Шумахер был обескуражен и то письмо решил скрыть. Однако письмо проходило через канцелярию и, таясь от Шумахера, Иван Харизомесос показал его Ломоносову. Ломоносов долго смеялся над кознями недруга, но сам очень доволен был похвалой Эйлера и написал тому благодарственное письмо.
А жизнь продолжалась в трудах и раздумьях. Ум Ломоносова был теперь занят осмысливанием опытов Бойля[98]98
...теперь занят осмысливанием опытов Бойля. – Автор прав, что уже в 40-е гг. XVIII в. Ломоносов подверг теорию флогистона последовательной критике, однако в сюжете романа к этому времени отнесена и экспериментальная проверка выводов Бойля об увеличении веса металлов при нагревании, в действительности осуществлённая в 1756 г.
[Закрыть]. Тот окислял свинец в колбе и взвешивал её – до опыта и после. И после опыта колба с окисленным свинцом весила у Бойля больше, отчего он и возвестил на всю Европу, что при нагревании натёк в колбу флогистон.
«Что-то в опыте нечисто», – морща лоб, размышлял Ломоносов, в который раз проводя и уточняя взвешивание и всё же действительно получая после нагрева больший вес, чем до опыта. Продолжал ладить безвоздушный колпак, но больно хлопотно с ним было: воздух всё время подтекал, разновески подкладывать неудобно – оставил колпак. Решил от воздуха запереть лишь одну колбу со свинцом. Взял да и запаял её на спиртовой горелке.
– Взорвётся, – убеждённо заявил Широв. – Воздух расширится и разопрёт колбу.

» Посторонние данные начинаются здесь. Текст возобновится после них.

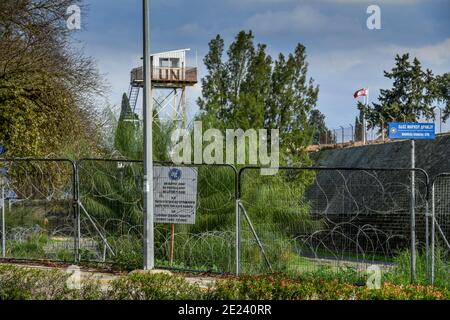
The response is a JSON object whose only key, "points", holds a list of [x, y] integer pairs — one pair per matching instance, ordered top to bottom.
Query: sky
{"points": [[343, 54]]}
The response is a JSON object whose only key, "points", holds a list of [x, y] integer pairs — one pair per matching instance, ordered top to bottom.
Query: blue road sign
{"points": [[411, 130]]}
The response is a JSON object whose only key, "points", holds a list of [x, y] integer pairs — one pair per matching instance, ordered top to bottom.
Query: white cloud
{"points": [[249, 3], [298, 19], [436, 54]]}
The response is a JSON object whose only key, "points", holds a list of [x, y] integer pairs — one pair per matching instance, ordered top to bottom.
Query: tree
{"points": [[47, 88], [250, 90], [443, 93], [321, 135], [127, 139]]}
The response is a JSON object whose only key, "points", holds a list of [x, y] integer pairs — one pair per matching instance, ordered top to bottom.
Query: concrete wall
{"points": [[432, 156]]}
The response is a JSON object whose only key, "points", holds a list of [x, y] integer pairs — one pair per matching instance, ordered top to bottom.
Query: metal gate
{"points": [[111, 220], [302, 220]]}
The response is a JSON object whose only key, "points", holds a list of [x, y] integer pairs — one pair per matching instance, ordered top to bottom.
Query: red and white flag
{"points": [[361, 93]]}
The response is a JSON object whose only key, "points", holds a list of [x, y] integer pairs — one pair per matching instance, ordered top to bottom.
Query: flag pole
{"points": [[148, 146]]}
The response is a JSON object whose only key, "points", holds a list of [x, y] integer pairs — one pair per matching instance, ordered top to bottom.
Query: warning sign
{"points": [[175, 195]]}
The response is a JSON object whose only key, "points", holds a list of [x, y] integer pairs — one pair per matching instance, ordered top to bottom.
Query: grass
{"points": [[32, 284]]}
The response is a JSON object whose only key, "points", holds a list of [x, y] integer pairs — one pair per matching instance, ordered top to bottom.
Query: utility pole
{"points": [[440, 119], [413, 212], [149, 253]]}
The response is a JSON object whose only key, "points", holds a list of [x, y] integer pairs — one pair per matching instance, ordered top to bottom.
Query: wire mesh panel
{"points": [[38, 209], [111, 216], [306, 220], [441, 230]]}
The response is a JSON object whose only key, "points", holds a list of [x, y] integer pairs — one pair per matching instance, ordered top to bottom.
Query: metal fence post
{"points": [[76, 200], [2, 204], [433, 210], [413, 213], [238, 238], [427, 242]]}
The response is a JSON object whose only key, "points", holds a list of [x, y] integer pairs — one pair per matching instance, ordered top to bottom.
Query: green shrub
{"points": [[144, 286]]}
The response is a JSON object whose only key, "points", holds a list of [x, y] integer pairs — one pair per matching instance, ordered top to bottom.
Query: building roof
{"points": [[169, 52]]}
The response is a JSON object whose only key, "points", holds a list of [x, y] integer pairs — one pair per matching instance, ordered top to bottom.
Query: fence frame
{"points": [[161, 163], [74, 194], [412, 202], [434, 223]]}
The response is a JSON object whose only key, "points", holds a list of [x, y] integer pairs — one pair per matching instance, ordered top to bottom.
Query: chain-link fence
{"points": [[348, 135], [37, 206], [318, 219], [111, 220], [298, 220], [440, 230]]}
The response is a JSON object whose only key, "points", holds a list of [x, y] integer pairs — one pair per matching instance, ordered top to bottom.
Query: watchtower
{"points": [[171, 74]]}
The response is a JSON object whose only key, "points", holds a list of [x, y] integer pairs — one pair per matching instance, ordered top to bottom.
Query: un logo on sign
{"points": [[175, 174]]}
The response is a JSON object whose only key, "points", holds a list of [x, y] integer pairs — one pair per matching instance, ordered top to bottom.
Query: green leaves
{"points": [[249, 90], [412, 96]]}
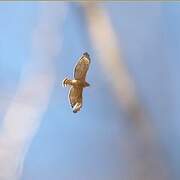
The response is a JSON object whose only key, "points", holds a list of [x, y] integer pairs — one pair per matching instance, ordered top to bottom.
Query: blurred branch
{"points": [[105, 43]]}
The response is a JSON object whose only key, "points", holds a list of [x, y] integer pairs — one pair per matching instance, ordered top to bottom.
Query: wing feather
{"points": [[82, 67], [75, 95]]}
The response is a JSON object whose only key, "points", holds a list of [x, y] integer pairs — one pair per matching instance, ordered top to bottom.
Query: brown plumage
{"points": [[78, 83]]}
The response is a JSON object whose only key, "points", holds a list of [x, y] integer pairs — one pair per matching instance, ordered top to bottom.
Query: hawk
{"points": [[78, 83]]}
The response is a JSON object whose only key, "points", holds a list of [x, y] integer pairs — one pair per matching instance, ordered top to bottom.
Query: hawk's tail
{"points": [[64, 82]]}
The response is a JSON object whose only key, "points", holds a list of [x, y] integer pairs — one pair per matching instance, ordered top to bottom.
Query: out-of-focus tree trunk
{"points": [[144, 156]]}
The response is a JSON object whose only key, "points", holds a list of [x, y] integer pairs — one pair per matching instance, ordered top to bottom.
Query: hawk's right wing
{"points": [[75, 98]]}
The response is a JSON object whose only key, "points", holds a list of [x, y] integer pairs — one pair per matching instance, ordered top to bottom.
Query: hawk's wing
{"points": [[82, 67], [75, 98]]}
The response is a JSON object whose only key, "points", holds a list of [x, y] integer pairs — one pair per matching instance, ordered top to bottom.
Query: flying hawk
{"points": [[78, 83]]}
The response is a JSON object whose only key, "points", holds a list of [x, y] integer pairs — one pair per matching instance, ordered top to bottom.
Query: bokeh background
{"points": [[129, 125]]}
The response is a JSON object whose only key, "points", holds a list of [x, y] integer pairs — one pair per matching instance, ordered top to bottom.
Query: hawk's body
{"points": [[78, 83]]}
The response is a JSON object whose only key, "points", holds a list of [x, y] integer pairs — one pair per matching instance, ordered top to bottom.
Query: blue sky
{"points": [[90, 144]]}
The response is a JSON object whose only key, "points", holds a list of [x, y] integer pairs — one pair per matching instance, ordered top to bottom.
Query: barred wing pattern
{"points": [[82, 67]]}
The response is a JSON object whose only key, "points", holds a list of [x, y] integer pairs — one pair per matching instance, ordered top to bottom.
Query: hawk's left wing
{"points": [[82, 67]]}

– Давай за дверь выйдем, – предложил Ломоносов, после того как точнейшим образом вывесил запаянную колбу и подставил под неё спиртовку. Оба вышли и как соглядатаи осторожно высовывались из-за угла, подсматривая за колбой. При опытах Ломоносов отмерял время большими песочными часами; из верхнего сосуда в нижний песок пересыпался ровно четверть часа. Когда песок весь пересыпался, Ломоносов перевернул часы, и оба ещё подождали. Колба не взорвалась.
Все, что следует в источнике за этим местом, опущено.